Reznicek was born in Austria of Czech parentage and began conducting and composing during his Music Degree in Graz before moving to Berlin and then Prague, where he was Musical Director for the Prague Infantry. Here his operawas premiered in 1894, and it became his greatest success. Eventually settling in Berlin he toured all over Europe, including several visits to Russia and to Britain.

Unlike many musicians who were ensnared against their better judgment or left Germany to go into exile, he managed to remain aloof from the rise of the Nazis, remaining a working composer and conductor through the war until his death in August 1945 right at the end of the War.

He moved in exalted circles, counting himself a friend and colleague of Richard Strauss in the 1910s, although he did make fun musically of what he saw as Strauss’s overblown ego; apparently his symphonic poem Schlemihl (1912) can be seen as a direct parody of Strauss’s autobiographical Ein Heldenleben (A Hero’s Life).

Donna Diana overture. The opera as a whole is an adaptation of a comic play by the 17th century Spanish dramatist Agustin Moreto y Cavana, El Desden con el Desden, (Distain with Disdain), and the plot centres round Donna Diana, proud and haughty daughter of the Count Sovereign of Barcelona. She has several sincere suitors, including Don Cesar, but she rejects him with disdain time and time again; eventually he plays her at her own game and stands on his own dignity, whereupon she realises her mistake and succumbs.

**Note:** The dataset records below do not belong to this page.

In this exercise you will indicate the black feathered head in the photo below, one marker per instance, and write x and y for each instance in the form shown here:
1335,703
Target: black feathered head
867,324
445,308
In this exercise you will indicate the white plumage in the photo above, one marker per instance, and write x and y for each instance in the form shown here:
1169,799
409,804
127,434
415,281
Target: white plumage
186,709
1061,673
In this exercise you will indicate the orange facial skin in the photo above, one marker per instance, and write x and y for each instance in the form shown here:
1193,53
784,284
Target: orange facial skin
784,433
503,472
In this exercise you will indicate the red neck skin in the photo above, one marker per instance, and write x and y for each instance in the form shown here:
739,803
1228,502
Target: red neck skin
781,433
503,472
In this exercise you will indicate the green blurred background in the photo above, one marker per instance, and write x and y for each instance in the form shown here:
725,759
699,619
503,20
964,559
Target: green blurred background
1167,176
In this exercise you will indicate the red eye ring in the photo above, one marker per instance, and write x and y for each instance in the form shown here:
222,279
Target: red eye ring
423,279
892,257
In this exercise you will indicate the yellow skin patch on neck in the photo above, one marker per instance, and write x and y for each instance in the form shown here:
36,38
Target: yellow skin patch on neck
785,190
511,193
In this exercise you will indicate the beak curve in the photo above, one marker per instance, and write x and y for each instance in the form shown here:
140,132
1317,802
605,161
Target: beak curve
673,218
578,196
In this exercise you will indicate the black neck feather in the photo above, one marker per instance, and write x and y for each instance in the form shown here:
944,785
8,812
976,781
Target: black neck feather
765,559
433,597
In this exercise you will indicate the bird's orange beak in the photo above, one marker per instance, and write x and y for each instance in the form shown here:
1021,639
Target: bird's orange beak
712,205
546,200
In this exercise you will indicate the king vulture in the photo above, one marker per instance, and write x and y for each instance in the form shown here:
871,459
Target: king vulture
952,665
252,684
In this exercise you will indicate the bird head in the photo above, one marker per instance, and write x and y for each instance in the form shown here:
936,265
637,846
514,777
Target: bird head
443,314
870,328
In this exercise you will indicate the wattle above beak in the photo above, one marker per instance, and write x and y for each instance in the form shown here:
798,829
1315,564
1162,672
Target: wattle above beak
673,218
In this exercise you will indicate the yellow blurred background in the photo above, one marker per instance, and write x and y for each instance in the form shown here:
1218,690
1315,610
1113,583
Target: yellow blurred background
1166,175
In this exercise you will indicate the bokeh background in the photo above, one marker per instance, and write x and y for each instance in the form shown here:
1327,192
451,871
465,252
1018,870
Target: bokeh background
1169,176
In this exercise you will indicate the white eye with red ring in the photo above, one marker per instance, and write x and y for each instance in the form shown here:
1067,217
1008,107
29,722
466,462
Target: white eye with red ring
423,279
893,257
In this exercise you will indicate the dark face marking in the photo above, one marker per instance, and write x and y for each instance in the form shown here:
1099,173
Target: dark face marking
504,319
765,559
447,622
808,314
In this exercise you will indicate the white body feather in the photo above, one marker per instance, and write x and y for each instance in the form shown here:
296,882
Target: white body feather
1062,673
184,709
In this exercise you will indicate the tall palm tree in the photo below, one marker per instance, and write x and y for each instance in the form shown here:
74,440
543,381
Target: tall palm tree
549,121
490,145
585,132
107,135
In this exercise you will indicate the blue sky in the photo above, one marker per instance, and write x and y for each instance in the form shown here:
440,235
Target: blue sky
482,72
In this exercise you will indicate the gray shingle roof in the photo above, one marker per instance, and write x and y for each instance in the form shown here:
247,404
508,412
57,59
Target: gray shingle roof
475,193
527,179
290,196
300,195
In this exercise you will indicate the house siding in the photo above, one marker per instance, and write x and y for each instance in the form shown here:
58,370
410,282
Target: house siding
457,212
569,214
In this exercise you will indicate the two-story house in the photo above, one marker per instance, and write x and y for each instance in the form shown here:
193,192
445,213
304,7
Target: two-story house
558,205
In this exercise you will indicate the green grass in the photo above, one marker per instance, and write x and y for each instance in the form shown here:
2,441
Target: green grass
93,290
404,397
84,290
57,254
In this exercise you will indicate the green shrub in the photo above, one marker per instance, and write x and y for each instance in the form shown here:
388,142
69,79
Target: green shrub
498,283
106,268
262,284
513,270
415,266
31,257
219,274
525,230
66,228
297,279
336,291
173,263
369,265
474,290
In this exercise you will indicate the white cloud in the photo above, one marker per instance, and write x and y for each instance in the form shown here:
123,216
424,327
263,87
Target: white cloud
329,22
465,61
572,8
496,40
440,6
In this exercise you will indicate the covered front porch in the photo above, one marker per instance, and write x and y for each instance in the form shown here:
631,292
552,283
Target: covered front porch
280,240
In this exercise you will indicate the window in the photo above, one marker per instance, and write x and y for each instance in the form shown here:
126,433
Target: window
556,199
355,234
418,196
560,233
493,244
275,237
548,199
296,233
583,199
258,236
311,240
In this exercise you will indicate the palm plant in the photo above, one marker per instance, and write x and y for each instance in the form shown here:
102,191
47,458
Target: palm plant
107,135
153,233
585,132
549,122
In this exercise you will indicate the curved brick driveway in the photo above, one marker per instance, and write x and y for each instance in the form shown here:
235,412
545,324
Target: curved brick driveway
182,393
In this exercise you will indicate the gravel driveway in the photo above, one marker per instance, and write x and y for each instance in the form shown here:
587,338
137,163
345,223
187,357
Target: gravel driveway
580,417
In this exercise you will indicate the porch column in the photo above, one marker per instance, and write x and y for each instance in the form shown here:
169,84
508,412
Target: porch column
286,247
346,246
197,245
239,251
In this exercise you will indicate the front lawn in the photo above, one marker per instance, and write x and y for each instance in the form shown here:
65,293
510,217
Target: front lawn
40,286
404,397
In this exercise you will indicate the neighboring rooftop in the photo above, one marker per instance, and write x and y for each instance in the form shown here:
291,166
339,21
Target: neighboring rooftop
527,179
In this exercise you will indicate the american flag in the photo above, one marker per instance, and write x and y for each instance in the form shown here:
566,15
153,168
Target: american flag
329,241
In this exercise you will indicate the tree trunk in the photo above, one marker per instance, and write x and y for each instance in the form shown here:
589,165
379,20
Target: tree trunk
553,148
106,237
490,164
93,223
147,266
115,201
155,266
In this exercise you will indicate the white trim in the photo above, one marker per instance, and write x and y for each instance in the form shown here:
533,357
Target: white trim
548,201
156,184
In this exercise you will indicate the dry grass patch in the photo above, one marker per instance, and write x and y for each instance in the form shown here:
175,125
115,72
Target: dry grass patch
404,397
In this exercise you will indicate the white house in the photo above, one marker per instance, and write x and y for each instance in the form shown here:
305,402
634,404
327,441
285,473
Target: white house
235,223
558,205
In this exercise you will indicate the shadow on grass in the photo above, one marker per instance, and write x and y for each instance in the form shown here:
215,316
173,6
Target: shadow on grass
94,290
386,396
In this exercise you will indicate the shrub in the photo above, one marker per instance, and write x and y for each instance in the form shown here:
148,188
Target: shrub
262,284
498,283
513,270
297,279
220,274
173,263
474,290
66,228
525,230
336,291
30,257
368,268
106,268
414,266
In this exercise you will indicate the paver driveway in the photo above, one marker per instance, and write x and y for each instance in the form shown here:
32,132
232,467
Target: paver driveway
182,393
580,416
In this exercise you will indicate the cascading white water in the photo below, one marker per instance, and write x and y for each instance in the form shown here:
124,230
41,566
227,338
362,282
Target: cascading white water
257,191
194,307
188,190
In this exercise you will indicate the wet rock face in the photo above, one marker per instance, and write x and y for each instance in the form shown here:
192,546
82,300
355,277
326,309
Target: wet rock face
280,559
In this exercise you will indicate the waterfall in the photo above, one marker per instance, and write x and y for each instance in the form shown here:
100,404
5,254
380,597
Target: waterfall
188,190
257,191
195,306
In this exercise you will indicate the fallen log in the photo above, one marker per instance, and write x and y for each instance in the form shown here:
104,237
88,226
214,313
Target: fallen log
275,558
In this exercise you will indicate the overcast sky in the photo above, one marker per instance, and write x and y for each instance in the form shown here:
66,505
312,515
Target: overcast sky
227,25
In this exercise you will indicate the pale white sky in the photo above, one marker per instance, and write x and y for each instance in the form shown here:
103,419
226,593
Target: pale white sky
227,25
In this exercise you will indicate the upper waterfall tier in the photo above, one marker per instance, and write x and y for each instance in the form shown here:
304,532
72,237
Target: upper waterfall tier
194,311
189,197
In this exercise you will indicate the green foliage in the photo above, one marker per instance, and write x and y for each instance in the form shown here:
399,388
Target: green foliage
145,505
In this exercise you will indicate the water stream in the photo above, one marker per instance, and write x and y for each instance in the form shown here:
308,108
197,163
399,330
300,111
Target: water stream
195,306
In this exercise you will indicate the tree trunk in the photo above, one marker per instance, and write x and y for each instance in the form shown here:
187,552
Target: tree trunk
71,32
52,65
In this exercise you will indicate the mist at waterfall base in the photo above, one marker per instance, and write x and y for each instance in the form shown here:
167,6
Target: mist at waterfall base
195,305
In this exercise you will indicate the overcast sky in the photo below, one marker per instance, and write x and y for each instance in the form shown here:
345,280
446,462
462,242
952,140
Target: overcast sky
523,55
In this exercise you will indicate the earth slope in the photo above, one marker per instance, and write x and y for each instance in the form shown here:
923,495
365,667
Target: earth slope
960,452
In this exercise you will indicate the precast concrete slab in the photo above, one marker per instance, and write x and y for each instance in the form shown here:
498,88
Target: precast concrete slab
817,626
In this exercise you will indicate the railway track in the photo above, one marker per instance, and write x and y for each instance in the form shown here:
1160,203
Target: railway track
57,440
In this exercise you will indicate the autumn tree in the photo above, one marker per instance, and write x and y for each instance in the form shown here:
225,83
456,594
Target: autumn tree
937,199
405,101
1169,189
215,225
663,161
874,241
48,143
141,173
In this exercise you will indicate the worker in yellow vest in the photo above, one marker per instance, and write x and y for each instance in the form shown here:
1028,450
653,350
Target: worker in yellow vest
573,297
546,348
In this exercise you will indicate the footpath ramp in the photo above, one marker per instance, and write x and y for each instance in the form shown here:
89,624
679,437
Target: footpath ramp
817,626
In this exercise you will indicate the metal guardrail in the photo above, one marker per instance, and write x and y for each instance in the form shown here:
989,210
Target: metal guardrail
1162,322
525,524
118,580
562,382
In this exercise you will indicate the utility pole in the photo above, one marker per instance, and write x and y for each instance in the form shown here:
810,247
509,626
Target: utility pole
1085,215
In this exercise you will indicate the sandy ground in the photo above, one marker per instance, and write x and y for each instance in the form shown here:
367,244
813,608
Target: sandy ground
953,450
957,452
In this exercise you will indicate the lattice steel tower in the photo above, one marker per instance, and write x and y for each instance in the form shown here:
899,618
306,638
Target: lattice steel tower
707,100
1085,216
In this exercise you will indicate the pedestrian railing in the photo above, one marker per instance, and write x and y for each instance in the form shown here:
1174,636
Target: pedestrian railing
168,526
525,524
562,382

The opera has fallen out of use, but the gloriously effervescent overture remains popular. It begins with a witty false start both rhythmically and in terms of key, but the first violins take charge and set off the bubbly first theme, which is quickly taken up by the full orchestra. Shortly the bubbly theme in the wind becomes a counterpoint to the serenely lyrical second theme in the upper strings. Both themes are also involved in the development, which features the woodwind while the violas draw the short straw and chatter away underneath. Soon the main themes return and the piece works itself towards a humorous conclusion.